Album Review: Rejected Kids – “A New Chapter Has Begun”

In a world where pop stars reign supreme, it isn’t hard to imagine that the members of Rejected Kids were the odd ones out in high school. After all, what’s weirder than the ability to craft good music and to *gasp* actually be able to play musical instruments? Rejected Kids have these talents in spades, and show them off on their latest effort, “A New Chapter Has Begun.”

Rejected Kids manage to combine musical influences like Slick Shoes, Autopilot Off, Rufio and New Found Glory, leading listeners to expect them to hail from California, or from a tiny American Midwestern town. You’d be wrong on both counts, as Rejected Kids are actually from Tangerang, Indonesia. In fact, most listeners probably wouldn’t realize that the band aren’t from North America until digging through the album’s liner notes to decipher song lyrics.

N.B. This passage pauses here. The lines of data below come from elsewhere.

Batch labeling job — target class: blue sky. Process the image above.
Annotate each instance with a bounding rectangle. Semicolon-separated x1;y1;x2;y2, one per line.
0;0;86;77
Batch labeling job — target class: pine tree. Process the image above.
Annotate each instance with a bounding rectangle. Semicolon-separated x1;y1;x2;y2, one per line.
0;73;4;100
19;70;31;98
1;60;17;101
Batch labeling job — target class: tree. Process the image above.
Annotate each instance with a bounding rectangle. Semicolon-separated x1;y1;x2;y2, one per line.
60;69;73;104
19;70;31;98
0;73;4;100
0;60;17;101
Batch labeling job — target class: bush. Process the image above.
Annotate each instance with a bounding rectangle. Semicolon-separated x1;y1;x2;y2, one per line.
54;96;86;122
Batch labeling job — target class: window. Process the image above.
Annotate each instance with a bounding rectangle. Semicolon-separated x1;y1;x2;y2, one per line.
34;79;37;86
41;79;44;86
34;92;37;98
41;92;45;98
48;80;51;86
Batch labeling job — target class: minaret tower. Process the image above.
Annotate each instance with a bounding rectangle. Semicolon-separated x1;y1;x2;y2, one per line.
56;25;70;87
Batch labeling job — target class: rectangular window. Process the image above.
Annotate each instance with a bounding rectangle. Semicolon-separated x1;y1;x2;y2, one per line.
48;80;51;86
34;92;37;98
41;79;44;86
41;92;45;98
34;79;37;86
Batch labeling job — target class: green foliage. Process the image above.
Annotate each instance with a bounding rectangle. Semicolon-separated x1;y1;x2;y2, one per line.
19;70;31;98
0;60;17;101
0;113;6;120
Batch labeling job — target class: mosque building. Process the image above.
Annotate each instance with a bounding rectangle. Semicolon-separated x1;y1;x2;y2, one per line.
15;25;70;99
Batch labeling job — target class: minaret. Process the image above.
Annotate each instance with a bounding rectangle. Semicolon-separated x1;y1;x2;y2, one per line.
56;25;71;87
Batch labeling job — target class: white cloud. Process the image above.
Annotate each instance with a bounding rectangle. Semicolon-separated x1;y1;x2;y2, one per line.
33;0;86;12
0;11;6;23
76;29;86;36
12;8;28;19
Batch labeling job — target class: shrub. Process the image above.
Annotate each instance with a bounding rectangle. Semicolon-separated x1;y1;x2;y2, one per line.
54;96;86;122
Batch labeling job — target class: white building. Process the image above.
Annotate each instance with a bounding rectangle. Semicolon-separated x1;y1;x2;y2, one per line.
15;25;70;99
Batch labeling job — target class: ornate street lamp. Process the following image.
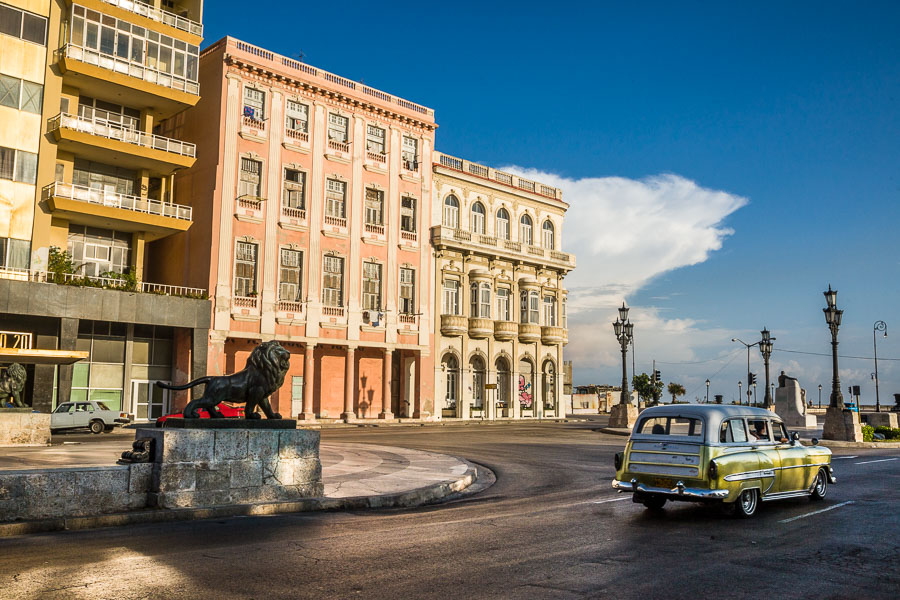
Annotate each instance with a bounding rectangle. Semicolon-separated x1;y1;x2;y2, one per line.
872;321;887;412
757;327;775;410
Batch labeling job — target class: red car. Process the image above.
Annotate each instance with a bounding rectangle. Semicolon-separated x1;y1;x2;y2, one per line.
156;402;244;427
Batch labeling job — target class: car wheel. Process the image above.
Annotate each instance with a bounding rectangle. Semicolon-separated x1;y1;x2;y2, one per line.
643;496;666;510
734;489;759;519
809;469;828;500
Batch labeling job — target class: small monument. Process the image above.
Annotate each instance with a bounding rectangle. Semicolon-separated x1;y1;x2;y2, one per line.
775;371;816;428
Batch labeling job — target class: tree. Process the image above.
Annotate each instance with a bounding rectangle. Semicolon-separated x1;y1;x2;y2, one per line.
668;383;687;404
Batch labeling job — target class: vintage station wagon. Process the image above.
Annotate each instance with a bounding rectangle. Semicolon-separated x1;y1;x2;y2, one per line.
612;404;836;517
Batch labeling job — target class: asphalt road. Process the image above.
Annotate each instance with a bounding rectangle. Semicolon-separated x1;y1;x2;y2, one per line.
0;423;900;600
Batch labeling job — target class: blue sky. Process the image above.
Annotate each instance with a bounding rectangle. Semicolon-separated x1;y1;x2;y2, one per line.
205;0;900;403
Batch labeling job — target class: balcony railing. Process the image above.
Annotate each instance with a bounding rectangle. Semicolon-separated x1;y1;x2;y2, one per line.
56;44;200;96
434;152;562;200
0;267;207;298
103;0;203;36
43;181;193;221
47;113;197;158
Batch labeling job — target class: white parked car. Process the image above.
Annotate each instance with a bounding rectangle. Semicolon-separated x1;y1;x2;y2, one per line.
50;400;131;433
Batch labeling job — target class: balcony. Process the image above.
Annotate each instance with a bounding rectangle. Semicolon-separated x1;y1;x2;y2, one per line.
47;113;197;174
519;323;541;344
431;225;575;272
54;44;200;118
441;315;469;337
42;181;192;241
494;321;519;342
541;327;569;346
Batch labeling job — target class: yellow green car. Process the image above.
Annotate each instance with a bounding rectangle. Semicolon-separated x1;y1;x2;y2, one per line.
612;404;836;517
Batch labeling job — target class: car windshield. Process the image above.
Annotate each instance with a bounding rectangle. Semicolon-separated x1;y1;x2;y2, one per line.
637;417;703;437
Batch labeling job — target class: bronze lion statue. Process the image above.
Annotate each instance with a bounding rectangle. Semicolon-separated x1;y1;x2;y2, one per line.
0;363;26;408
156;341;291;419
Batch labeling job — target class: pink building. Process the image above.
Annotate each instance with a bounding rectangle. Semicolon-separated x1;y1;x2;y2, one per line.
160;37;436;419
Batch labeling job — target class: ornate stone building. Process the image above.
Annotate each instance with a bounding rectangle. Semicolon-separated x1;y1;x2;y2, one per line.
431;153;575;419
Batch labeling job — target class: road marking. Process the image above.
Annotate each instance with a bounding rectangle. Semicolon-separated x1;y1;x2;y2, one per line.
778;500;856;523
853;458;900;465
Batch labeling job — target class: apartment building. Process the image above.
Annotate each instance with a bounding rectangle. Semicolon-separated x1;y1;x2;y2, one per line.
0;0;209;419
162;37;436;420
431;153;575;419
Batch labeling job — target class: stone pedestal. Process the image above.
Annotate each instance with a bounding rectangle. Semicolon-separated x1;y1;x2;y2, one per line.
822;406;863;442
136;419;324;508
609;404;638;429
0;408;50;446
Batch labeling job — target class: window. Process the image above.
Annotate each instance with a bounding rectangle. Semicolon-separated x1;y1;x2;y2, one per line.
519;215;534;246
325;179;347;219
400;135;419;171
400;196;416;233
234;242;259;297
285;100;309;133
366;188;384;225
363;262;381;310
366;125;384;154
444;194;459;229
544;296;556;327
322;256;344;306
497;208;509;240
400;267;416;315
441;279;459;315
542;219;555;250
472;202;484;234
238;158;262;198
497;287;511;321
328;113;350;143
244;87;266;121
281;169;306;209
278;248;303;302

Sadly, like the many of the bands that Rejected Kids resemble, they manage to fall into one major trap of the style of music they play: there is little differentiation between the songs. While each individual track is well-written, cohesive and melodic and the album as a whole certainly isn’t bad, it is perhaps a little difficult to listen to in one sitting.

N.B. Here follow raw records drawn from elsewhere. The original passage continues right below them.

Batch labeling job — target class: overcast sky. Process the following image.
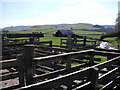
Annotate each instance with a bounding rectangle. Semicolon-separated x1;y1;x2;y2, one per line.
0;0;120;28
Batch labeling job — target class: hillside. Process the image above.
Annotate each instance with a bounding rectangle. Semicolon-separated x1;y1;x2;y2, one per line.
3;23;114;34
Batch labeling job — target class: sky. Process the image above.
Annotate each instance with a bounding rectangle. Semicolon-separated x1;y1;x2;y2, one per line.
0;0;120;28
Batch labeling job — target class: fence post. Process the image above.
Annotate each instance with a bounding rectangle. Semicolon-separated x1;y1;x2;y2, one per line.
67;34;72;50
89;52;94;66
24;44;34;85
83;36;86;46
29;38;35;44
89;68;98;90
17;55;25;87
49;41;52;47
66;55;71;73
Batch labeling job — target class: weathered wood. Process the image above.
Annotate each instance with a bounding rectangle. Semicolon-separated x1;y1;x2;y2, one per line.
0;72;18;81
100;76;120;90
16;69;90;89
34;64;87;82
17;56;25;87
0;59;17;69
24;44;34;85
98;67;119;83
89;68;98;90
89;53;94;66
65;55;71;72
34;49;92;64
67;34;73;50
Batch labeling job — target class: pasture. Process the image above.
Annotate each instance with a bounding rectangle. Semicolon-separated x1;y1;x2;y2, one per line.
0;29;120;90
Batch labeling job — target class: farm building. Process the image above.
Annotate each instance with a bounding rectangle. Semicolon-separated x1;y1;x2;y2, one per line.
55;30;74;37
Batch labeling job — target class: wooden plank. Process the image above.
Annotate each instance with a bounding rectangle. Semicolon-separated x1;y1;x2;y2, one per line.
17;56;25;87
16;69;90;89
0;72;18;81
100;76;120;90
99;67;119;83
34;64;87;82
89;67;98;90
24;44;34;85
33;49;92;64
91;56;120;69
0;59;17;69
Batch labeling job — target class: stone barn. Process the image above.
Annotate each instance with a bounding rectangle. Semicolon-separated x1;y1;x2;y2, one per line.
55;30;74;37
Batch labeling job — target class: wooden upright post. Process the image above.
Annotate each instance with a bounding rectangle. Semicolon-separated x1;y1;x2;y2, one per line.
89;52;94;66
49;41;52;47
89;68;98;90
30;38;35;44
67;34;72;50
17;55;25;87
83;36;86;46
24;44;34;85
66;55;71;73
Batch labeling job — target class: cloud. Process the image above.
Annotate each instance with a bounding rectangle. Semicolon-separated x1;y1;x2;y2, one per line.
0;0;118;26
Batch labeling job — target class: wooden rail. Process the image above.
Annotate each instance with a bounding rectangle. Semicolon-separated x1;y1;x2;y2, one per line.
0;44;120;90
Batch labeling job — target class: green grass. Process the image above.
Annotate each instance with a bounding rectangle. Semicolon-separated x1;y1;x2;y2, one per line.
40;36;65;45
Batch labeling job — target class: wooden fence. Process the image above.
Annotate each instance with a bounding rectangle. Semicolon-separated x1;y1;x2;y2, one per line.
1;45;120;90
60;35;99;49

Where Rejected Kids manage to stand out is in the fact that the band is a cohesive unit of very competent musicians. They have a tight rhythm section, and great technical guitar work shines out on the album. To top it off, the band are singing in not just one but two different languages which, at the very least, definitely sounds neat.

The album starts off with the track “Too Early To Rise,” which has the classic hardcore instrumental opening- the ‘impending doom on your eardrums’ build up that leads into frenzied guitar work and fan headbanging. The second track has a very New Found Glory-esque chant going on in the background, while the vocals then take over much of the song. This isn’t a bad thing, as it gives rejected Kids a chance to show off what they do best.

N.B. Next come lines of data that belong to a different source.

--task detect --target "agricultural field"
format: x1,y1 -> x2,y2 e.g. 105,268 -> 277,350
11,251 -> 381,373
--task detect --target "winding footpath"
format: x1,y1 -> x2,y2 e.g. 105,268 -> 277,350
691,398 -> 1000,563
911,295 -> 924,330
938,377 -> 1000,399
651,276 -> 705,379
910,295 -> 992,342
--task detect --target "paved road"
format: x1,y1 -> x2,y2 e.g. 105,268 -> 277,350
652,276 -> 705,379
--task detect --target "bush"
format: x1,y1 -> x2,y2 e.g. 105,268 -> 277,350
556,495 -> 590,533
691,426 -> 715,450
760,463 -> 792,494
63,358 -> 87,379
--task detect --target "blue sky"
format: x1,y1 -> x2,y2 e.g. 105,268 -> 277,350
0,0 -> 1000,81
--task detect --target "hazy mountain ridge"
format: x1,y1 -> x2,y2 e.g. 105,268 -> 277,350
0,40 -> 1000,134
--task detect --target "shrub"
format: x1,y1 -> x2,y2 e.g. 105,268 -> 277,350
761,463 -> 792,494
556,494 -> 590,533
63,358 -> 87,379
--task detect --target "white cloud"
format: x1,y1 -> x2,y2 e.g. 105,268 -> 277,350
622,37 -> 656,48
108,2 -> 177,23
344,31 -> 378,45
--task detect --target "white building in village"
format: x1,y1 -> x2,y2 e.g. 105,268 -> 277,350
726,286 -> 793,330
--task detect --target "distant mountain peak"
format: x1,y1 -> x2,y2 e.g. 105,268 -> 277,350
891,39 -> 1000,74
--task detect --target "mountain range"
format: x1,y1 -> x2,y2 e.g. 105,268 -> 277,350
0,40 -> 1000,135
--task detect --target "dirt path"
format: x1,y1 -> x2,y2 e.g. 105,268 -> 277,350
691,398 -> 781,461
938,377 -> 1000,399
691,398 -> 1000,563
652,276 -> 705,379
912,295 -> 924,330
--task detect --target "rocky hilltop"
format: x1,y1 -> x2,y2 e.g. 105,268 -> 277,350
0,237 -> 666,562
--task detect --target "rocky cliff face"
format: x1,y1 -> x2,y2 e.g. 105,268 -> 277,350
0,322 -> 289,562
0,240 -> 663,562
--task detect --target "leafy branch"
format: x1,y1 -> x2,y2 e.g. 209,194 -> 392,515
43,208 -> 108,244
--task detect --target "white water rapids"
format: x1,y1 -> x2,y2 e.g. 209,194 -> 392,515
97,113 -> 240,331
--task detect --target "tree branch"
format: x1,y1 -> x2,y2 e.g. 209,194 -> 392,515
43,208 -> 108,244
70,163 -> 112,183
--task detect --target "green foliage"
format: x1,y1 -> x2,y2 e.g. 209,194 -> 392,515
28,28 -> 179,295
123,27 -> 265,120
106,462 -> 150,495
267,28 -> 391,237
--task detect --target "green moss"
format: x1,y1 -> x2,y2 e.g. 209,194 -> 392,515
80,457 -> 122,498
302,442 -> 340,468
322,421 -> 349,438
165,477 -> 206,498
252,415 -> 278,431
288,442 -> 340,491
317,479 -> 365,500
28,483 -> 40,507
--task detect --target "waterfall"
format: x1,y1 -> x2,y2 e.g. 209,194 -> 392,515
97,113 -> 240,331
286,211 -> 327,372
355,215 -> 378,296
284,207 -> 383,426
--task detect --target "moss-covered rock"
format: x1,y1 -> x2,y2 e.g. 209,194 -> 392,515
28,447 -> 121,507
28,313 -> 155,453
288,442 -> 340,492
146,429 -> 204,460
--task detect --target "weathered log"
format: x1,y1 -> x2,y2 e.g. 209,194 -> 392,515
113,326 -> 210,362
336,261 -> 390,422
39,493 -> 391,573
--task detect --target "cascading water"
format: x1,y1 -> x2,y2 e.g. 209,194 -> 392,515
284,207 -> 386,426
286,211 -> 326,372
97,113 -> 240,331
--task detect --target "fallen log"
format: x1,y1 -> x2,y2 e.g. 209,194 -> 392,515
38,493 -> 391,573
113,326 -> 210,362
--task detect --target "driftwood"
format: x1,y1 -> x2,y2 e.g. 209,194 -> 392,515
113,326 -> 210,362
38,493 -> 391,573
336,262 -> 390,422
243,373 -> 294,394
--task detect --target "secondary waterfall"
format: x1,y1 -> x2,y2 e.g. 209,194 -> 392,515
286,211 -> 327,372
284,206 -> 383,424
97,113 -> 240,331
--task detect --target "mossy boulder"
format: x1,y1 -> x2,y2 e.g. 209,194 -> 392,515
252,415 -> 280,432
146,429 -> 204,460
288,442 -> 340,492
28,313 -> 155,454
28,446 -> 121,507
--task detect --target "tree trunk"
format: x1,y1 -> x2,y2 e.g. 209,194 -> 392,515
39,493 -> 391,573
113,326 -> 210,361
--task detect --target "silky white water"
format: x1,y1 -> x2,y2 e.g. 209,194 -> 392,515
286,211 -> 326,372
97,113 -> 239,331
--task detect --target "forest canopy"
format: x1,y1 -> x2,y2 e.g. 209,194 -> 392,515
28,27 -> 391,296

The heavy focus of the track tends to be the instrumentation, and vocals typically to take a backseat. The track “Dystopia” sounds like it came right off a NFG b-sides album, especially with the group chanting. The lead singer’s vocals sound very Rufio-influenced, which could get grating if the vocals were much more prominent.

All in all, Rejected Kids appear to have a very good idea of their strengths and weaknesses, and know how to play to those strengths. It is a very solid effort from the band, and can definitely become the album that you can’t bear to take out of your CD player in time.